BUCHAREST - Romanian authorities have covered up crucial documents and sacked whistleblowing academics to please a Canadian company planning to open a huge gold mine in the heart of Transylvania, rights groups say.
The company, Gabriel Resources, hopes to extract 300 tonnes of gold from four mountains surrounding the picturesque village of Rosia Montana, in what is expected to become Europe's biggest open-cast mine.
With lawmakers expected to vote soon on a bill clearing the way for the mine, experts said the company and the government were striving to hide key data.
The Canadian company, which holds an 80-per cent stake in the Rosia Montana Gold Corporation (RMGC), plans to use large amounts of cyanide to separate gold from hundreds of millions of tonnes of rock.

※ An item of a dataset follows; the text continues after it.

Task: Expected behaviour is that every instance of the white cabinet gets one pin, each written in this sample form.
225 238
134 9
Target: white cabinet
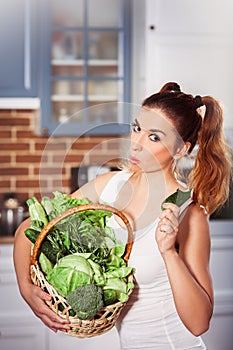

The waste, containing heavy metals and cyanide, is to be stored in an artificial lake in the Corna Valley covering 360 hectares (900 acres) and contained by a 180-metre-high (590-foot) dam.
But geologists have warned that the site is underlain by fault-lines which will allow toxic substances to leak into the ground, and accused the company of using maps from which the faults had mysteriously vanished.
Displaying maps dating back to 1979 which clearly show faults in the Corna Valley, the sacked director of the Romanian Geological Institute (IGR), Stefan Marincea, told AFP: "The area is extremely permeable and the risk of groundwater contamination very high."
Marincea was dismissed by the government a few days after making the same argument before a parliamentary committee tasked with analysing the company's plans.
"I see no reason for my dismissal other than my insistence on telling the truth, which may anger some people today but will still be valid 20 years from now," he said.